Expect fireworks and lots of them. Osaka’s summer festival is a spectacle that takes to the street and water and culminates in a spectacular 90-minute fireworks display above Osaka Castle. Celebrating the patron god of learning and the arts, there is theatre, kagura music and a street procession of local shrines carried aloft by thousands of performers wearing imperial dress. The procession on Okawa River is no less impressive – a criss-crossing parade of more than 100 shrine boats, traditional Dondoko rowing boats and stage boats where noh theatre and bunraku puppet shows are performed.

Where: Temmangu Shrine and surrounds, Osaka
When: 24-25 July


Put on your dancing shoes. This 3-day dance festival – Japan’s largest – is an upbeat, toe-tapping extravaganza. Traditional folk dancers and musicians swarm the streets, singing and chanting to the strains of taiko drums, lutes, flutes and bells –– and spectators can join in at night. Its origins lie in the Festival of the Dead celebrations of the twelfth century, when Buddhist priests danced to welcome the spirits of ancestors and vestiges of this still remain – no samurai can take part and there is no dancing allowed on temple grounds.

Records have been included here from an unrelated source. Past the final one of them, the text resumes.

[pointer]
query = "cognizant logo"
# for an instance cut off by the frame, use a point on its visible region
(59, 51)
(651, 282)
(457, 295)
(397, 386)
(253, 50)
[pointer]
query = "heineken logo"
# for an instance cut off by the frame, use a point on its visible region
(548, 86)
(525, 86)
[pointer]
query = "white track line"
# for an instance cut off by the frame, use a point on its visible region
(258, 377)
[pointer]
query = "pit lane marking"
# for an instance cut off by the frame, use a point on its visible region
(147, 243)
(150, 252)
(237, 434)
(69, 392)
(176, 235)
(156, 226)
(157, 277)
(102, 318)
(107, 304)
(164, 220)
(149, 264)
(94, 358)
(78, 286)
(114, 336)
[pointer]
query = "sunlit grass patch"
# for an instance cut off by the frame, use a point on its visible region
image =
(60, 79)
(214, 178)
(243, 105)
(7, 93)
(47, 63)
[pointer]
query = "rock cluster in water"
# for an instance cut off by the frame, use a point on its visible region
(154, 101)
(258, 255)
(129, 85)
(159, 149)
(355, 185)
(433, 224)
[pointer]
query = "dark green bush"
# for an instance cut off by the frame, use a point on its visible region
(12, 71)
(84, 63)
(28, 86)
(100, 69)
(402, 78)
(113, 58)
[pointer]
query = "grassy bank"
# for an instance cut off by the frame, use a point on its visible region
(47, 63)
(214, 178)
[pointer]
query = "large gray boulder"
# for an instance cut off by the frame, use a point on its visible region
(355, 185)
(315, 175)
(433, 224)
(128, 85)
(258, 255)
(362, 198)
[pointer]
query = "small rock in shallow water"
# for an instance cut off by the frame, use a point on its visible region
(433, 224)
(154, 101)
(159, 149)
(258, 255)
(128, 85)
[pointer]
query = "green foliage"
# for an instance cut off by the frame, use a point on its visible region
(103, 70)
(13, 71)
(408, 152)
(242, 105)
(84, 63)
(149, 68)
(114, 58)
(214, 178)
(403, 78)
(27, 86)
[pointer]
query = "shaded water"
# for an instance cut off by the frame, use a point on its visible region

Where: Tokushima City, Shikoku Island
When: 12-15 August


Twice a year, this tiny village is transformed into one of Japan’s more beautiful festivals. Celebrating spring and autumn, thousands flock to watch the procession of sumptuous seventeenth-century floats, some containing karakuri ningyo – mechanical dolls that move and dance – as they’re pulled through the narrow streets of its Old Town. It’s a jubilant celebration, made more special by the historic location, nestled in the foothills of Gifu’s mountainous region.

Where: Old town, Takayama, Gifu
When:  Spring Festival 14-15 April & Autumn Festival 9-10 October


Summer in Tokyo means the chance to witness one of Japan’s oldest and best fireworks displays. Dating back to the 1700s when fireworks (and fire) were used to ward off evil spirits, today it’s a popular celebration of summer. For one night only in late July, thousands gather in parks and on the river banks to watch the sky light up as tens of thousands of shooting rockets explode in a dazzling flurry of synchronised flower bursts, coloured fountains and sprays.

Where: Sumida River, Tokyo
When:  Last Saturday in July


Japan’s biggest celebration of winter is a jaw-dropping spectacle. More than 200 massive ice and snow sculptures, at night flooded with colour and animated projections, transform Odori Park and downtown Sapporo. There are snow slides too. Started in 1950, when a group of local high school students put on an exhibition of sculpture in the park, today the festival draws over two million visitors. Don’t miss the popular International Snow Sculpture Contest which showcases the craftsmanship of sculptors from around the world.

Where: Odori Park and surrounds, Sapporo, Hokkaido
When:  5-11 February


Monks on horseback, giant floats, traditional dress and music are just some of the pageantry at Tokyo’s bi-annual festival – held one weekend in May every odd year. Celebrating happiness and prosperity, it’s a joyous event that starts early morning with a blessing and continues well into the night. Day two is no less spectacular – with a procession of portable golden shrines from the 108 parishes in Tokyo, including a 3.75-tonne golden “sengan mikoshi” shrine so heavy, hundreds of shrine bearers are needed to carry it on their shoulders.